6.a - You want him to stay with you and he wants to stay. He needs to commit to you completely and stop all contact with her, this week if he can't do it today. He needs to understand that he will have to do anything and everything to rebuild your marriage, and to help you trust him again - complete access to phones, bills and email accounts is an absolute minimum IMO. Then you can start to talk about how you will go forward.

6.b - You want him to stay but he doesn't want to. Not much you can do about that, but at least you know where you stand and can take control of your life, get the legal and practical advice you need, and move on. You will cope, you will be happy again in time, and there will be a lovely man who deserves you.

6.c You don't want him to stay. Same as 6.b.

The thing is that in the turmoil you must be feeling now, it is not a great time to be making these choices for yourself. Maybe ask him to move out for a few days? Even if that means he will be with her. It would give you some space to think (with a newborn and two other kids to cope with, I know)

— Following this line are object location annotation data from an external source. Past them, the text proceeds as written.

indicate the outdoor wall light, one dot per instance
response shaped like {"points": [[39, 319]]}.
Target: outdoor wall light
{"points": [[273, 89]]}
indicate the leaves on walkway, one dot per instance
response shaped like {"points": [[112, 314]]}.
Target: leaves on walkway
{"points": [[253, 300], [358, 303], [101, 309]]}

I hope you are feeling OK today, well as OK as you can in the appalling situation he has created and is now perpetuating.

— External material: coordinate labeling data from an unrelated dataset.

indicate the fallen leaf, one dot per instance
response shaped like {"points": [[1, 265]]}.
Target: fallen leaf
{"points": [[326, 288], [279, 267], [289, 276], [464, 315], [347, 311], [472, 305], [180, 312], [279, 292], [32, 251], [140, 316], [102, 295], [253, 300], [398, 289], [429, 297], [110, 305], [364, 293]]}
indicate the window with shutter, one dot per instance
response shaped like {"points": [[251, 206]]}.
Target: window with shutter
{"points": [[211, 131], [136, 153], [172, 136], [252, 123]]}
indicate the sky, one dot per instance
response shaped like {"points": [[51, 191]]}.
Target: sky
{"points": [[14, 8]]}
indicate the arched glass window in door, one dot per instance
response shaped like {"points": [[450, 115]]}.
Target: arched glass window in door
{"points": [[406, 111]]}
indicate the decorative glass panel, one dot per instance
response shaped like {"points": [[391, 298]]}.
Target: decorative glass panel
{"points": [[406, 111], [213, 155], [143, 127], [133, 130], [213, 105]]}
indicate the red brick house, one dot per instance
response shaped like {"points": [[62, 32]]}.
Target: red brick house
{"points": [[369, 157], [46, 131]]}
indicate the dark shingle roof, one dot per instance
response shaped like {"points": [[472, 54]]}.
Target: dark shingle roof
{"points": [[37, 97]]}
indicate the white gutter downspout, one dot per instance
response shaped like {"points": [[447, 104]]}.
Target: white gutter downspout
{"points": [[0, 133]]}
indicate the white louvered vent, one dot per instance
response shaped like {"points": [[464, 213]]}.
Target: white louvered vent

Oh and be kind to yourself. In the situation you are in it is OK to feel sad, angry, despairing, furious or anything else.

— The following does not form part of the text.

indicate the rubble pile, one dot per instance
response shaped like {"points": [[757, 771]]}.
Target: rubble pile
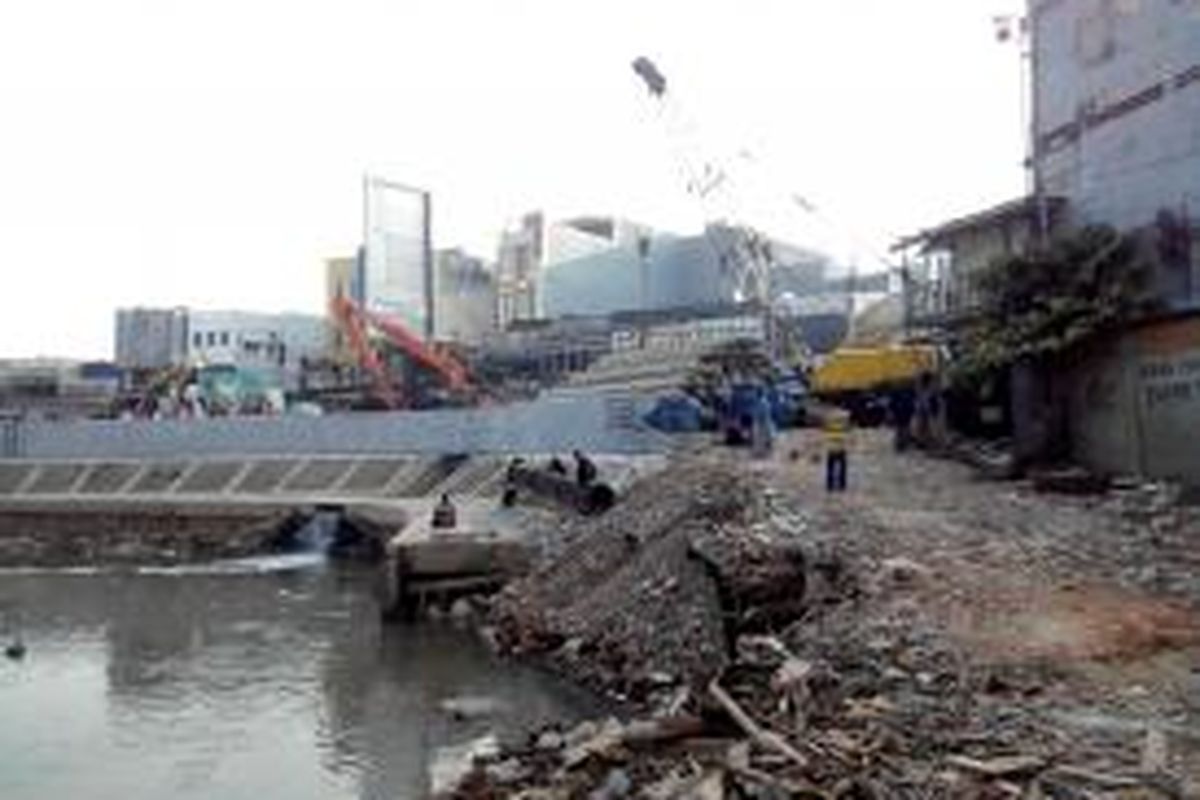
{"points": [[893, 649], [855, 699], [645, 601]]}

I have probably x posted as I started this about 2 hours ago - damn that real life getting in the way of MN

nbird1 · 11/01/2009 10:41

Hi, I'm new on here and need some advice pls. Suspected my husband was seeing someone else (while I was away on a training course for a new job). Looked through his bank statements etc and found the evidence. Confronted him and he admitted to seeing someone from work (2 kids herself!)since October. At the same time, he admitted that he was completely stressed out at work, broke down and cried, and that he felt as if he was looking into a big black hole and was about to fall in. He asked for some 'space, so I took our 2 kids (3 and 8) to my parents house. When I was there, I caught him at the OW's house (I phoned her number when our home phone wasn't answered).
Long talks since then, says he has 'feelings' for her, but hasn't ended things. Was with her last night. Tells me things are 'cooling off', but OW wants to take things one day at a time. She has nothing to lose tho has she?
I have encouraged my husband to seek help, I think he has depression. He has agreed to come to Relate in a couple of weeks time, and is wanting to spend time on his own so he can make up his mind. Sometimes I think he wants to be with me and our kids, other times I think he wants her. I just want to save our marriage. I love him and want to help him.
How long am I supposed to wait for him to get his head together? Lots of other factors to do with jobs/childcare issues/finances etc that all go hand in hand with a separation. Ideally I would like him to cut all ties with her, but since they work at the same place, nigh on impossible.
Please can any1 give me some sensible advice on what to do - wait it out hoping he will come to his senses, or leave?

BitOfFun · 11/01/2009 18:47

Sweetheart, have only just noticed this...I am no expert myself, but why don't you cut and paste your post into a thread of it's own? Lots of people will see it and be able to help. Apols if you've already done so, I haven't been on here since much earlier. X

Heated · 11/01/2009 20:09

Was going to suggest the same, although a lot of the advice and comment for Cakegirl could be useful too. I can understand why, from reading your post, why the OP resonated so much.

oliviasmama · 11/01/2009 21:02

cakegirl - he's a total fucking bastard, he's walking all over you and you are letting him! Stop letting him treat you like this, he'll continue to do this until you stop him doing it. He's a total SHIT! Don't be such a fool.